The simulation model and the high-level SoC architecture of DynaCORE are absolutely compatible. The decoupled implementation of reconfiguration manager and reconfigurable area do not demand the integration of additional software parts. Furthermore, the synchronisation of reconfiguration and data processing can be neglected for this specific application area. Nevertheless, the protocol of CoNoChi provides a synchronisation mechanism to avoid data loss.
VI. Conclusion
Motivated by current run-time reconfigurable devices the tile-based simulation model for SystemC is derived from SoC designs. The transfer of the tile-based modelling approach to SystemC allows the application of run-time, even partial reconfiguration techniques in SoC models for designing, testing, verifying, and evaluating on a high level. In contrast to other models, the architecture does not require a certain reconfiguration controller per reconfigurable unit and, thus, is highly adaptable to the design. The tile size and port definitions can be freely defined as well as it is possible for FPGA designs.

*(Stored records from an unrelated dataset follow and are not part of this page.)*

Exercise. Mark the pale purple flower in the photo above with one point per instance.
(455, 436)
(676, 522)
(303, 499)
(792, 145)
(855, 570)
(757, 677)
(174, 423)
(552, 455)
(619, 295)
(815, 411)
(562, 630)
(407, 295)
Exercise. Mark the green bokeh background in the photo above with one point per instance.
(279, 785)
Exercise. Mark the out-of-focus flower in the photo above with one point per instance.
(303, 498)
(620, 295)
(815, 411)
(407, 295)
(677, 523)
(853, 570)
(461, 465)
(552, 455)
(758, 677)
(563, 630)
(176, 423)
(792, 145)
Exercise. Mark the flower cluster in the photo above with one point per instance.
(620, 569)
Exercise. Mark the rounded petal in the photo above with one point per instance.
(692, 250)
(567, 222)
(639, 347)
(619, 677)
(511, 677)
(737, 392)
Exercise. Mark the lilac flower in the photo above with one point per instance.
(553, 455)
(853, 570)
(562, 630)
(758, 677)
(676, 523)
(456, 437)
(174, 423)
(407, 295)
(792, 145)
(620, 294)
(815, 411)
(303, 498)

Furthermore, the reconfiguration of the device and the reconfiguration of the application are kept basically independent. The simulation model maintains the independence of simulated application and hardware device. This quality is sketched in the given application example. So, the transfer of the coarse-grained, scalable tile-based model to SystemC is supposed to be a further step to close the gap of spatial and temporal computing.
VII. Acknowledgement
This work was funded in part by the German Research Foundation (DFG) within priority programme 1148 under grant reference Ma 1412/5.